How to merge two datasets together when one set has multiple instances of something I want to merge

technocrat · October 31, 2019, 3:26am

Preliminarily, see the Homework Policy -- I'm guessing from milestone-4.Rmd that this might be such.

Second, a reprex with data is really, really. Helpful. It's only by good luck that I found DEC_10_SF1_PCT7_with_ann.csv. And library(janitor) is needed to access clean_names. Not to mention dplyr to give you %>%

OK, enough preaching.

Your problem will be more tractable if you focus on the three variables needed to calculate population density by county

identifier for county
its area (or total population if you mean percentage of population classified as Korean)
the Korean population

99%+ plus of your population_korea data frame isn't needed for that. It has data for all population categories, a huge range of demographic characteristics, other than population, and the long/lat isn't needed unless you plan to do mapping.

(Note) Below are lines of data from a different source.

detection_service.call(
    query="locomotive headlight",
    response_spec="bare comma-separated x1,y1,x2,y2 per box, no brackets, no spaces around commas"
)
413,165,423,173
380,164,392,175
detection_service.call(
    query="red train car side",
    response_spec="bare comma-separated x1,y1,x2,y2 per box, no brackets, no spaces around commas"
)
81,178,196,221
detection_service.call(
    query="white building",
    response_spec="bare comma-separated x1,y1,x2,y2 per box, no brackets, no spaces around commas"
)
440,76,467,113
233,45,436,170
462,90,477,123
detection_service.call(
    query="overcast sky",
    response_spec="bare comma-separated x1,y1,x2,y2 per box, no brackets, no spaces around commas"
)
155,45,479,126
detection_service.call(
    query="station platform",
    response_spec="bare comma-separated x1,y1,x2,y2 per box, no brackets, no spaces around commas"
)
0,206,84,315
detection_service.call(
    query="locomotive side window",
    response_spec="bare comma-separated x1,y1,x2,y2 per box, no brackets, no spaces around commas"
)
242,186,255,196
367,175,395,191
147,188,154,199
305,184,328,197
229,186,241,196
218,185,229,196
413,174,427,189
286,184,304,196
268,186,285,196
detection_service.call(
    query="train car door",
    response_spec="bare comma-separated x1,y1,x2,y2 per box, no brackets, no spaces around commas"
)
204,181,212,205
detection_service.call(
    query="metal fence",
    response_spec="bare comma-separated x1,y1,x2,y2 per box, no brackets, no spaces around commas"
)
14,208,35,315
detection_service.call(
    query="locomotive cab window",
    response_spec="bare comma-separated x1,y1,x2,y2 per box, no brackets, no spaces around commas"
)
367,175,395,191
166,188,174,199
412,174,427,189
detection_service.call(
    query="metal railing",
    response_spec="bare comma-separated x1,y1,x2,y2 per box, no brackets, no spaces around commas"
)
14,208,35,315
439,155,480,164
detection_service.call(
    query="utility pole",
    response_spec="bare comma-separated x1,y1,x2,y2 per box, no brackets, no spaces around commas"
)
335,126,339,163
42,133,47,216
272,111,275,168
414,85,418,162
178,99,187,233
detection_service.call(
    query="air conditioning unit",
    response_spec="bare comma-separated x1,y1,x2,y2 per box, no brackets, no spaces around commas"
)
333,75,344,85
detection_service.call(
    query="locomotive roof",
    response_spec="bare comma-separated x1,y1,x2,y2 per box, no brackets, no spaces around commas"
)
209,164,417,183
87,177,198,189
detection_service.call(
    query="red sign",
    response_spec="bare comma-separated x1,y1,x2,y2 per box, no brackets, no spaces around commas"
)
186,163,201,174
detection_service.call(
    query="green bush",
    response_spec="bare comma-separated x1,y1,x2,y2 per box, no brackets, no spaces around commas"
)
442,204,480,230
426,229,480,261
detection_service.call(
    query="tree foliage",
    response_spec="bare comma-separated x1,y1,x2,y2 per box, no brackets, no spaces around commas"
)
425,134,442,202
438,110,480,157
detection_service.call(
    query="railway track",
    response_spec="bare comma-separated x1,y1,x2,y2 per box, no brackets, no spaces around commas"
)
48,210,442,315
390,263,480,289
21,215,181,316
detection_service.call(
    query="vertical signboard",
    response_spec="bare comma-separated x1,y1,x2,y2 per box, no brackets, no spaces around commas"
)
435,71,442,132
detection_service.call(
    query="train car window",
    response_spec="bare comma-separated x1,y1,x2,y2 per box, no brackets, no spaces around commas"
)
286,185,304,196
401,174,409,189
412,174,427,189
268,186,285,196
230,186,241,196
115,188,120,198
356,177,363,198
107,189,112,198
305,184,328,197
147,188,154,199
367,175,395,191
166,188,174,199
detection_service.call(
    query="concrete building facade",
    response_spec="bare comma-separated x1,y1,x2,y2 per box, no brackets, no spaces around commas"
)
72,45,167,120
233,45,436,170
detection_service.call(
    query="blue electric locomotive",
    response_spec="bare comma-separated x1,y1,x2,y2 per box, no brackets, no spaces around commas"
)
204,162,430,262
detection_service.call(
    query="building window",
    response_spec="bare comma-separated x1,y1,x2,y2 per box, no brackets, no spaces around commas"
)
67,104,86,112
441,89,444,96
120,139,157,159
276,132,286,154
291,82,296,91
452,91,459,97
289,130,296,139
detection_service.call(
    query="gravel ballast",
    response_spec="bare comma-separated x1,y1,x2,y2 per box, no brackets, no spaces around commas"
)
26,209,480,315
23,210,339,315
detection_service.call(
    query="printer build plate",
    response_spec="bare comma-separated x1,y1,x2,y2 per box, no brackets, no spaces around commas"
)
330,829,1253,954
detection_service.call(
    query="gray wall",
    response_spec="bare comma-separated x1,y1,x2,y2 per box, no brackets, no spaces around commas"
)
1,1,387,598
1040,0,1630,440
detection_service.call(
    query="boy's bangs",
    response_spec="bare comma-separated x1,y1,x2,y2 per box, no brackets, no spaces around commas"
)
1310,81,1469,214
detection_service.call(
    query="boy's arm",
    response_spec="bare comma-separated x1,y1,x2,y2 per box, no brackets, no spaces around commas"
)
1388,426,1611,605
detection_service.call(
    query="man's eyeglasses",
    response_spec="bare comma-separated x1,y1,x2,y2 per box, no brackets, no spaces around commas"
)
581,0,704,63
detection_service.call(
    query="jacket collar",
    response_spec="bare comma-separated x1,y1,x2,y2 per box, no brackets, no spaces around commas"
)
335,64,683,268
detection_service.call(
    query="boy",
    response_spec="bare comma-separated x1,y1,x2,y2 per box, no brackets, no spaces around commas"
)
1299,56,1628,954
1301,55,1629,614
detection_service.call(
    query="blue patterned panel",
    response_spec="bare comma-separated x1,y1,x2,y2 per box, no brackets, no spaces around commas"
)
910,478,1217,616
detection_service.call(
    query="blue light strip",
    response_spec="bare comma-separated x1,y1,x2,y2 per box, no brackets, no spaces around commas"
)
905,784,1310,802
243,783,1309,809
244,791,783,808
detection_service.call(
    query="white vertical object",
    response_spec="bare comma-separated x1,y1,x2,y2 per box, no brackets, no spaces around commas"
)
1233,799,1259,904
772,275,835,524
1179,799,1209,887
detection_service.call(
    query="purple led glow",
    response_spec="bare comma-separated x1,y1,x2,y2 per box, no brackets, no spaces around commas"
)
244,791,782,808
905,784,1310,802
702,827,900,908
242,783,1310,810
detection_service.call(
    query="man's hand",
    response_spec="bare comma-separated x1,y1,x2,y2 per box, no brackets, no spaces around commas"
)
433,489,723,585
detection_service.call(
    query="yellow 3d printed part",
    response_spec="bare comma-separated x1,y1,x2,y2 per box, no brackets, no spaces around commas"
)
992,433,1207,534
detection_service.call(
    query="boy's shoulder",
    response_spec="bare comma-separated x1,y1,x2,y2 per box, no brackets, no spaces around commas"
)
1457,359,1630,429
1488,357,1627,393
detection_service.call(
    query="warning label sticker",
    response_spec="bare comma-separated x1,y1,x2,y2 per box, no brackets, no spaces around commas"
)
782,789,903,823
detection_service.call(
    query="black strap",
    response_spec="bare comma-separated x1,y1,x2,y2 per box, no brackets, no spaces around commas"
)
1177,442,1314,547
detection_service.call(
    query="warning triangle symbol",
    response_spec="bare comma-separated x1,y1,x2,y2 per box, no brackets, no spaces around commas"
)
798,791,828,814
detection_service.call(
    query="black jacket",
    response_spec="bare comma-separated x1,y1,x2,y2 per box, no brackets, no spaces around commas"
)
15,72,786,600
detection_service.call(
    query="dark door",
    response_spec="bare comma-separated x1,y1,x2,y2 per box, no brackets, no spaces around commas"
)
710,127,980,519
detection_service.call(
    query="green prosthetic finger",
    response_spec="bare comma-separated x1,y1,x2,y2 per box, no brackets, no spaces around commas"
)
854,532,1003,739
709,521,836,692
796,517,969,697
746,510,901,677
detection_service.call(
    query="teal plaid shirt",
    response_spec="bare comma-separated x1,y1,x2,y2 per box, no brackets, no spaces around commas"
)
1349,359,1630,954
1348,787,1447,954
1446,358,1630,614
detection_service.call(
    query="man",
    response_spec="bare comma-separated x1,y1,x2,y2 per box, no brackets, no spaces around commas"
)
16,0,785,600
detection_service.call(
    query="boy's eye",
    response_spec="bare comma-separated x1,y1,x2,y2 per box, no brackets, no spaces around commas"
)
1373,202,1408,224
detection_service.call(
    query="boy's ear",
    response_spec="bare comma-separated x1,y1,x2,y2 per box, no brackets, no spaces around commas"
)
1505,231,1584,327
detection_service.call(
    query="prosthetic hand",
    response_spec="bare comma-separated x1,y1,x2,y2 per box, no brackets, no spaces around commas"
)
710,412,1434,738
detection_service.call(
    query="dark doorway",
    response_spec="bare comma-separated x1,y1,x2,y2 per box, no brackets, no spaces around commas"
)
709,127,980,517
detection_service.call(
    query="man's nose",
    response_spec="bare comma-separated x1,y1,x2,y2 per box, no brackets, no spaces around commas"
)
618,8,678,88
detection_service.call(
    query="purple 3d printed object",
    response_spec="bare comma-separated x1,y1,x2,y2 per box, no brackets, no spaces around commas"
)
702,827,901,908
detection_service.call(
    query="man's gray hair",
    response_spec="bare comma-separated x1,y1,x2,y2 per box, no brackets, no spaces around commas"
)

population_korea$GEO.display.label contains county and state names. There's your identifier.

One of the HDxx-Sxxx contains total population by county/state and one contains the Korean population by county/state.

To figure out which, you'll need to do some digging. See the asc and tidycensus for resources to track those down.

Once you have those,

my_reduced_df <- population_korea %>% select(GEO.display.label, HDxx-Sxxx, HDyy-Syy)

If you do need mapping, the simplest way is an sf data frame with FIPS codes for county/states. You'll need to go back and line up your county/states in population_korea and then do an inner_join.